The End of the End of History

by Devilstower [courtesy of Daily Kos]

In 1992, Francis Fukuyama rang the memorial bells for history itself.

What we may be witnessing is not just the end of the Cold War, or the passing of a particular period of post-war history, but the end of history as such: that is, the end point of mankind's ideological evolution and the universalization of Western liberal democracy as the final form of human government.

The idea was that the previous two centuries had been a contest -- a proving ground -- on which different forms of government from hereditary monarchy to Marxist communism had been tested. In these contests, western democracy had proven itself the most resilient and formidable of systems. With the crumbling of the Soviet empire, the superiority of our democratic system would bring about the twilight of the struggles that filled the pages of military and political tomes, leading to a quiet twilight filled with fancy sneakers and iPods.

It was a comforting thought, but critics at the time were quick to point out that Fukuyama seemed to have assumed a limitless system, unbounded by conflicts brought on by environmental or economic limits on growth. On the conservative side, many latched onto the idea that not only would democracy win out, but that we could speed along the process. After all, nothing says democracy like bombing people then smearing their fingers with ink.

It would be unfair to Fukuyama to suggest that he thought his "end of history" meant an endless era of brotherhood, peace, and mass singings of Kumbaya. That's not the end of history, that's the end of human nature. The idea that democracies won't clash, or that there won't be conflict over resources, is too silly to take seriously.

Fukuyama's view of human nature is a high-minded one, drawing equally from Hegel and Alan Bloom. It's an argument for the human spirit, an assertion of an innate desires for freedom. It's almost as if there were an ideal form of government that suits humankind, just as there was a world of perfect objects casting their shadow in Plato's cave. In a lot of ways, it's a satisfying argument -- especially for those who happen to have been born in a western democracy.

In The End of History and the Last Man, Fukuyama acknowledges that democracy has been, and probably will be, tied to the marketplace. It's hard to imagine a country that says everyone has the freedom to cast their vote for any candidate they chose, but also says people have no right to property (if for no other reason that that such a government is unlikely to withstand it's first free election). But the book doesn't acknowledge the extent to which the success of democracies can be limited by their dependence on the market. It also doesn't mention what in 1992 was something we were only beginning to remember: the extent to which the market can reward the very kind of dictatorship that Fukuyama expected to perish.

Finally, it didn't account for the all the ways in which western democracy was dependent on the actions of existing western democracies. History is replete with ideas that in retrospect were terrific ideas, but which weren't accepted because the person or organization presenting the idea was seen as unacceptable. The British Navy was still losing thousands of sailors to scurvy decades after experiments had shown how to prevent the problem, because those who had the solution lacked the political power to put the solution into general practice.
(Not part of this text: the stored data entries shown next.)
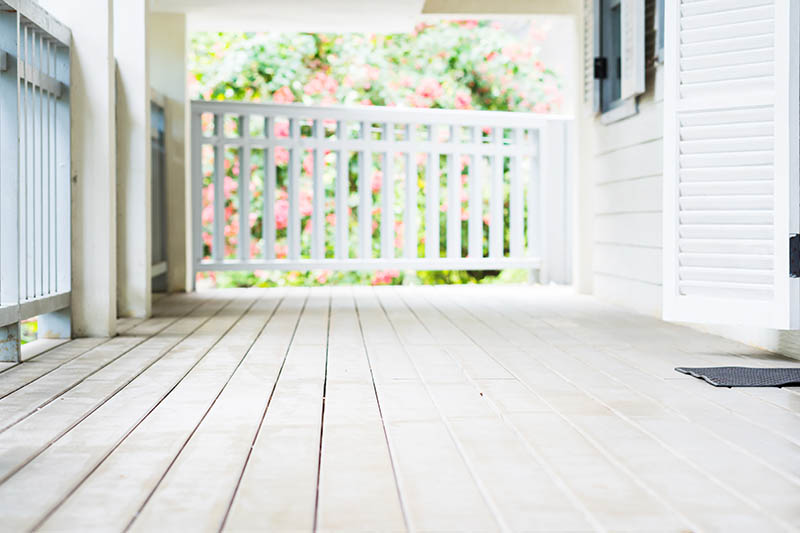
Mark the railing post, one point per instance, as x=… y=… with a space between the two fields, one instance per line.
x=9 y=193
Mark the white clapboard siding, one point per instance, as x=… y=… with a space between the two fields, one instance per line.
x=731 y=180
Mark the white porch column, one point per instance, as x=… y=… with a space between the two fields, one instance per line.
x=168 y=77
x=94 y=235
x=133 y=158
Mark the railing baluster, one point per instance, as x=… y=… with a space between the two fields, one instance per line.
x=387 y=195
x=454 y=198
x=197 y=187
x=342 y=190
x=37 y=198
x=496 y=197
x=365 y=195
x=432 y=199
x=318 y=200
x=534 y=198
x=268 y=217
x=516 y=199
x=22 y=115
x=51 y=206
x=410 y=211
x=475 y=229
x=293 y=228
x=218 y=237
x=244 y=189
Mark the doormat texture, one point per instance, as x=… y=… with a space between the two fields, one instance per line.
x=741 y=376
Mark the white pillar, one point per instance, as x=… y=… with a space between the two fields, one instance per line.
x=133 y=158
x=168 y=77
x=94 y=234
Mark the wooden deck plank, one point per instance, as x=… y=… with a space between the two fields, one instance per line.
x=50 y=385
x=279 y=482
x=357 y=486
x=108 y=425
x=28 y=371
x=436 y=485
x=767 y=432
x=611 y=432
x=196 y=491
x=24 y=440
x=165 y=431
x=438 y=408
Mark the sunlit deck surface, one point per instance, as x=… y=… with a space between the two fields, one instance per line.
x=422 y=408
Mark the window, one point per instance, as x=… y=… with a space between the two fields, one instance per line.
x=618 y=37
x=610 y=59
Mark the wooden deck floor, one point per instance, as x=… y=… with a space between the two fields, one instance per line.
x=448 y=408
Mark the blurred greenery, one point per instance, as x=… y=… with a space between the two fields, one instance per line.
x=466 y=64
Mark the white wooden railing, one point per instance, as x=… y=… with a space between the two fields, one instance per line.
x=349 y=188
x=34 y=174
x=158 y=188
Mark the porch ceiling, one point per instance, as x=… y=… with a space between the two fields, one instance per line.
x=304 y=15
x=421 y=408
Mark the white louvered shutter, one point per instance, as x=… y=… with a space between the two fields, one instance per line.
x=632 y=28
x=731 y=148
x=591 y=90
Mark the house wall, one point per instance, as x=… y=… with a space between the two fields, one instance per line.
x=168 y=77
x=93 y=147
x=621 y=167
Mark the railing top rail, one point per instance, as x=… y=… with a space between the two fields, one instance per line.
x=382 y=114
x=33 y=13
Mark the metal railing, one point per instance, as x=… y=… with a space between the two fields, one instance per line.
x=295 y=187
x=34 y=174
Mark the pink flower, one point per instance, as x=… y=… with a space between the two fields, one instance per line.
x=229 y=186
x=281 y=129
x=463 y=100
x=207 y=215
x=541 y=107
x=306 y=207
x=283 y=95
x=281 y=214
x=322 y=276
x=385 y=277
x=281 y=156
x=308 y=164
x=429 y=88
x=377 y=181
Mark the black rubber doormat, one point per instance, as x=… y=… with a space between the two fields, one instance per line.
x=742 y=376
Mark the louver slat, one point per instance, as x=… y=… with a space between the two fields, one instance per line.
x=727 y=206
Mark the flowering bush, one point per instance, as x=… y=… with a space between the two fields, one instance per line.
x=454 y=64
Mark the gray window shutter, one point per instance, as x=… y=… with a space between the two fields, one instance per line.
x=632 y=27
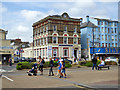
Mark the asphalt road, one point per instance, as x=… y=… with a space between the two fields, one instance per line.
x=82 y=77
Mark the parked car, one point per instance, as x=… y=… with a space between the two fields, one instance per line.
x=111 y=59
x=21 y=59
x=16 y=59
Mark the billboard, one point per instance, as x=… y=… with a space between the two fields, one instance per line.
x=108 y=50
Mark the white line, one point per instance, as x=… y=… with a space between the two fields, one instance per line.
x=7 y=78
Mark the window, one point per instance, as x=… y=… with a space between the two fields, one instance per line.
x=105 y=23
x=106 y=44
x=115 y=37
x=43 y=52
x=54 y=40
x=102 y=44
x=98 y=22
x=54 y=28
x=115 y=44
x=94 y=36
x=47 y=29
x=105 y=37
x=46 y=40
x=115 y=30
x=40 y=41
x=101 y=22
x=75 y=29
x=40 y=52
x=65 y=29
x=105 y=29
x=112 y=38
x=108 y=30
x=109 y=37
x=75 y=41
x=99 y=29
x=65 y=40
x=112 y=44
x=54 y=52
x=99 y=37
x=102 y=30
x=43 y=41
x=37 y=53
x=99 y=44
x=111 y=30
x=102 y=37
x=65 y=52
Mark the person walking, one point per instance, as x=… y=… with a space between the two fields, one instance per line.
x=60 y=67
x=41 y=62
x=63 y=69
x=10 y=62
x=51 y=67
x=94 y=61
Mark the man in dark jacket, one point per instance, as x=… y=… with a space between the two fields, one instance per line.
x=51 y=66
x=94 y=61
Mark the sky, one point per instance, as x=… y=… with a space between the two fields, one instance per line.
x=18 y=16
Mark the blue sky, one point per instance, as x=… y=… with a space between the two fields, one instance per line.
x=18 y=17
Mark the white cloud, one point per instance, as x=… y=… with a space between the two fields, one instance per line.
x=22 y=28
x=31 y=15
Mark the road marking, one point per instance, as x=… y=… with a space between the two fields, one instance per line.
x=7 y=78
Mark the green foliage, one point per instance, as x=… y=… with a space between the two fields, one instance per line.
x=24 y=65
x=110 y=63
x=55 y=63
x=89 y=64
x=68 y=65
x=46 y=64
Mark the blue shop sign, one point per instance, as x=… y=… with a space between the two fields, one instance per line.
x=105 y=50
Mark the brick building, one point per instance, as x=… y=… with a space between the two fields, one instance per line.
x=57 y=36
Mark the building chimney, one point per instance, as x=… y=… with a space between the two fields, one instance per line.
x=87 y=17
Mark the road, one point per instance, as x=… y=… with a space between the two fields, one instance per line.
x=76 y=78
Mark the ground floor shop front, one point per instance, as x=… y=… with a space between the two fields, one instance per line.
x=55 y=51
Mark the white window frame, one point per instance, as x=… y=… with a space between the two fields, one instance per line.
x=54 y=39
x=56 y=52
x=75 y=29
x=54 y=28
x=76 y=40
x=65 y=28
x=66 y=40
x=67 y=53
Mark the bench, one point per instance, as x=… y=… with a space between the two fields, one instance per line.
x=105 y=66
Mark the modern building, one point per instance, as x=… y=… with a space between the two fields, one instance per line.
x=57 y=36
x=28 y=52
x=6 y=50
x=101 y=37
x=18 y=47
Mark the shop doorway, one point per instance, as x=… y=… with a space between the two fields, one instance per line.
x=75 y=53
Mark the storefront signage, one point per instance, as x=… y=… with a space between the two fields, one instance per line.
x=105 y=50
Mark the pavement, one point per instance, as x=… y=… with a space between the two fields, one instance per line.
x=82 y=77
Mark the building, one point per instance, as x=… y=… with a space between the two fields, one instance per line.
x=18 y=47
x=105 y=41
x=57 y=36
x=28 y=52
x=6 y=50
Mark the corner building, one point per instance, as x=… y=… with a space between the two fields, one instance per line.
x=57 y=36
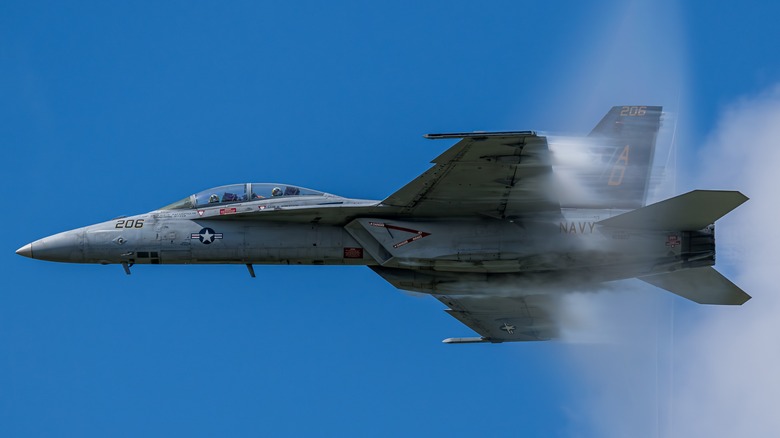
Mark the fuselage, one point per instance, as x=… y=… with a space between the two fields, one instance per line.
x=305 y=230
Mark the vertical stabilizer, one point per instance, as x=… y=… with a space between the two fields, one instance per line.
x=623 y=143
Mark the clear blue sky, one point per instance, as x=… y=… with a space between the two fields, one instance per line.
x=114 y=108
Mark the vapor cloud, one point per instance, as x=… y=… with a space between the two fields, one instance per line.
x=727 y=381
x=678 y=369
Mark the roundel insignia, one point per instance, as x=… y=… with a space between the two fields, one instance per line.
x=206 y=236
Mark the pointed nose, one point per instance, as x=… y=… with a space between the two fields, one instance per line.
x=62 y=247
x=25 y=251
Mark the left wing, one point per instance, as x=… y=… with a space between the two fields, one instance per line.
x=496 y=174
x=503 y=319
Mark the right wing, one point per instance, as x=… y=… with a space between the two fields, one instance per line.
x=496 y=318
x=495 y=174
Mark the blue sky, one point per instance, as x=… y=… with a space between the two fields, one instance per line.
x=120 y=108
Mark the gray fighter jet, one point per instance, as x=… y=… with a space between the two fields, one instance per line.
x=498 y=229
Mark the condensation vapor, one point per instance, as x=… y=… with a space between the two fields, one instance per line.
x=632 y=54
x=726 y=361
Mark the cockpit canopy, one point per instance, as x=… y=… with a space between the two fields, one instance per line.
x=240 y=193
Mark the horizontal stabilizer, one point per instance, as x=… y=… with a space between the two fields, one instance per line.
x=692 y=211
x=702 y=285
x=465 y=340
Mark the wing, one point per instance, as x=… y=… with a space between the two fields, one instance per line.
x=498 y=174
x=521 y=316
x=503 y=319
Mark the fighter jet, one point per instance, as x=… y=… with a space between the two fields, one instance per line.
x=502 y=226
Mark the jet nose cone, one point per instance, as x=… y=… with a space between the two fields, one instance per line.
x=25 y=251
x=62 y=247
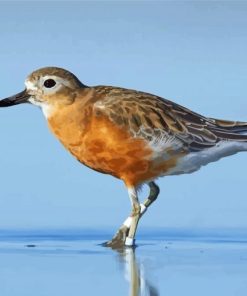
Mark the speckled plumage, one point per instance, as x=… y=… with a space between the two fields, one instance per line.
x=134 y=136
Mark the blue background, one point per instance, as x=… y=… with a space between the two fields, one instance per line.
x=191 y=52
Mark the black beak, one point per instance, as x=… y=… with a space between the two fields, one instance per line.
x=19 y=98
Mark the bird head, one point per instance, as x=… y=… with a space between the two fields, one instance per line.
x=47 y=88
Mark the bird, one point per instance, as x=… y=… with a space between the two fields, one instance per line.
x=132 y=135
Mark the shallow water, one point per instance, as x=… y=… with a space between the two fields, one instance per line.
x=164 y=263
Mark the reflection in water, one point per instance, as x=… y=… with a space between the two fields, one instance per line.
x=135 y=275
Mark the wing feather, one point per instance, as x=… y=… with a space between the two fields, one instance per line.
x=158 y=120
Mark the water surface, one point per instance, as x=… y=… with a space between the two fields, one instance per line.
x=71 y=262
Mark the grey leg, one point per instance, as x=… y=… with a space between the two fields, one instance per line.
x=118 y=241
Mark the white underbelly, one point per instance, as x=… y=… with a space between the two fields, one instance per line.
x=194 y=160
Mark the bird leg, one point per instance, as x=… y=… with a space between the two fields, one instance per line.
x=118 y=241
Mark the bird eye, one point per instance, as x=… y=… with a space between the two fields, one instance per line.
x=49 y=83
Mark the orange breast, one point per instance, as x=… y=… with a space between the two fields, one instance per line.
x=101 y=145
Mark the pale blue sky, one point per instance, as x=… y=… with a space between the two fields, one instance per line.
x=191 y=52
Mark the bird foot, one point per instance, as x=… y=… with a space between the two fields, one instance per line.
x=118 y=241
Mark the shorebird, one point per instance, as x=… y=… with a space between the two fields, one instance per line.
x=131 y=135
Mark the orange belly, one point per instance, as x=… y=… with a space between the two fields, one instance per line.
x=105 y=147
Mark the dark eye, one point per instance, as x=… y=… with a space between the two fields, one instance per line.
x=49 y=83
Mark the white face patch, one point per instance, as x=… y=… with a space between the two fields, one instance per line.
x=30 y=85
x=46 y=109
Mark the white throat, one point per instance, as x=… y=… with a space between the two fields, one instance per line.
x=46 y=109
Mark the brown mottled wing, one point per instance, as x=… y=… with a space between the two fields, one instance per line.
x=160 y=120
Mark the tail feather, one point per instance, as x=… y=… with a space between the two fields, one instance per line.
x=230 y=130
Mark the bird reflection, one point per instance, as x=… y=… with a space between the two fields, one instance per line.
x=135 y=274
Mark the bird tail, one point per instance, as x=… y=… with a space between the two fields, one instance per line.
x=230 y=130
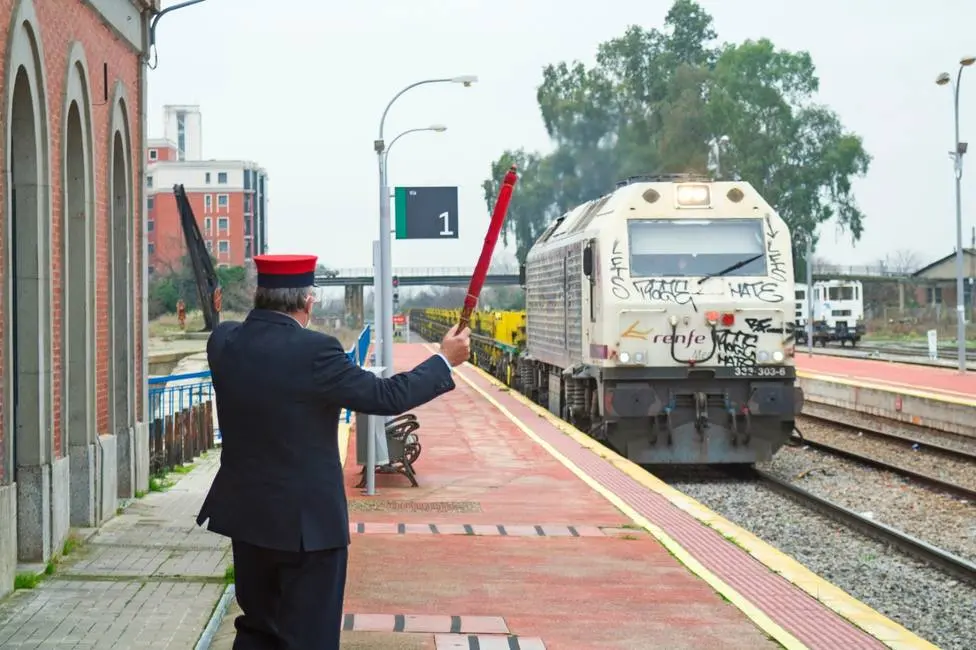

There's a lot to like the Quaker message about the sanctity of each individual, but if the only Quaker you knew was Dick NixWithout the right messenger, even the best idea can be crippled.

In the most recent issue of Newsweek, Fukuyama is back to tell us that we screwed it up.

Ideas are one of our most important exports, and two fundamentally American ideas have dominated global thinking since the early 1980s, when Ronald Reagan was elected president. The first was a certain vision of capitalism—one that argued low taxes, light regulation and a pared-back government would be the engine for economic growth. ...

The second big idea was America as a promoter of liberal democracy around the world, which was seen as the best path to a more prosperous and open international order. ...

It's hard to fathom just how badly these signature features of the American brand have been discredited.

Not only has the shocking behavior of the HMS. Titanic American economy discredited the principles of Reaganism around the world, democracy itself has taken a hit. Mostly because we took what's perhaps the most uplifting idea of all time and weaponized it.

Democracy was tarnished even earlier. Once Saddam was proved not to have WMD, the Bush administration sought to justify the Iraq War by linking it to a broader "freedom agenda"; suddenly the promotion of democracy was a chief weapon in the war against terrorism. To many people around the world, America's rhetoric about democracy sounds a lot like an excuse for furthering U.S. hegemony.

While we may not (yet) have bloodied democracy's nose to the extent that we've reversed the trend toward more democratic governments around the world, we've certainly slowed down the process. And the rise of dictatorial capitalism in nations like China shows that there are still new entries into the no-holds-barred contest of political systems.

History is apparently not all that dead. But Reaganism is. And we can only hope that the spread of democracy will not be too badly damaged by democracy's chief salesman, whose hardball tactics have turned off customers around the world.